As you can see, this is a complex application that generates and executes workloads based on the required applications, and outputs performance data for analysis and evaluation. Understanding and comparing the performance analysis metrics after benchmarks are run between cloud vendors is the critical issue, but as stated, ensuring you have enough network bandwidth must be the first priority in understanding the performance data. Here are some of the additional features found in YCSB++:
- Parallel testing using multiple YCSB client node
- Weak consistency testing
- Bulk-load testing
- Table pre-splitting for fast ingest
- Server-side filtering
- Access control
- Integration with monitoring tool
Given these additional features, I believe YCSB++ has some significant advantages over YCSB, especially in the area of reporting. The key issue is how to develop a workload similar to your local workload, and then how to translate that into the benchmark tool. You might ask, how do you figure out what the workload requirements are? That is the $64,000 question. There are no tools available that I am aware of that allow you to evaluate your workload and then generate a benchmark from your workload. That means you have a lot of hard work in front of you to determine what your workload is and how that would translate into the workload on a cloud.
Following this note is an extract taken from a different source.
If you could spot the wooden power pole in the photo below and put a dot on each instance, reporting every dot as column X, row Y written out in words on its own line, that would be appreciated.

This is a near-impossible task. Unless you have a sizable group of experienced performance analysts, you are not going to be able to get an accurate picture of your workload. Analyzing workload has always been a problem, but it is now far more complex, as you must look at not only your servers but also at all of the systems in your environment if you are going to outsource to a cloud provider.
Figuring out who is running which applications and their impact on storage and networks is no easy task. You could put monitoring software on each system, but then you must combine the information across your whole environment and figure out who is running what and when, and for how long each of the applications are running. Who has the time and staff with the expertise to do this -- not many, I am sure. If you do have the staff and you are planning to outsource to the cloud, this will likely be their last task. Who is going to stick around to figure out the workload so you can create a benchmark to run on cloud providers that will enable you to outsource your IT department?
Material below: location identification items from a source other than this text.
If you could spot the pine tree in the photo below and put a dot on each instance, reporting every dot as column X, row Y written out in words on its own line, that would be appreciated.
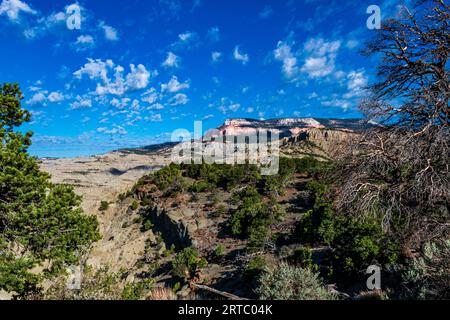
column 42, row 226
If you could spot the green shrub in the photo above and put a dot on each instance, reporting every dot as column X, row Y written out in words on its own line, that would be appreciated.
column 134, row 205
column 253, row 218
column 219, row 252
column 147, row 225
column 136, row 290
column 288, row 282
column 167, row 176
column 303, row 258
column 187, row 262
column 425, row 276
column 104, row 205
column 255, row 266
column 200, row 186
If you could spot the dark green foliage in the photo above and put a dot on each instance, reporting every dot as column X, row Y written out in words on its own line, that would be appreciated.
column 201, row 186
column 136, row 290
column 317, row 224
column 147, row 225
column 303, row 257
column 167, row 176
column 134, row 205
column 255, row 266
column 286, row 282
column 359, row 244
column 39, row 221
column 104, row 205
column 187, row 262
column 356, row 244
column 253, row 218
column 219, row 252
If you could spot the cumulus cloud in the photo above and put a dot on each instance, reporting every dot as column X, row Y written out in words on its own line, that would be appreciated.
column 154, row 118
column 186, row 39
column 178, row 99
column 12, row 8
column 150, row 96
column 227, row 106
column 115, row 130
column 81, row 103
column 120, row 103
column 55, row 97
column 156, row 106
column 95, row 69
column 283, row 53
column 216, row 56
column 321, row 59
column 240, row 56
column 357, row 81
column 174, row 85
column 172, row 61
column 138, row 78
column 37, row 98
column 266, row 12
column 84, row 42
column 213, row 34
column 109, row 32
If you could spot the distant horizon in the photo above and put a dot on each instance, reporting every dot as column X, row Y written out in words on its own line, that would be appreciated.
column 59, row 151
column 132, row 76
We all know the answer to that -- no one or someone who cannot find another job quickly. So we have a great tool for developing cloud benchmarks but no really good way to know what to benchmark based on your needs. It is not always the case that what is needed is guess work, or what one of my mentors' used to call EJ (engineering judgment). When you outsource most, if not all, of your engineering, staff hit the road, forcing you to either outsource to the cloud without doing any benchmarking or potentially have a benchmarking effort, but it likely does not match your real workload, as you do not have any information on that workload.
This, of course, is an IT version of a Catch 22. As usual, there are no easy answers, no simple solutions, and what I find generally happens is everyone over-resources to make sure users do not complain. This ends up costing money and defeats the reason you were outsourcing in the first place.
Henry Newman is CEO and CTO of Instrumental Inc. and has worked in HPC and large storage environments for 29 years. The outspoken Mr. Newman initially went to school to become a diplomat, but was firmly told during his first year that he might be better suited for a career that didn't require diplomatic skills. Diplomacy's loss was HPC's gain.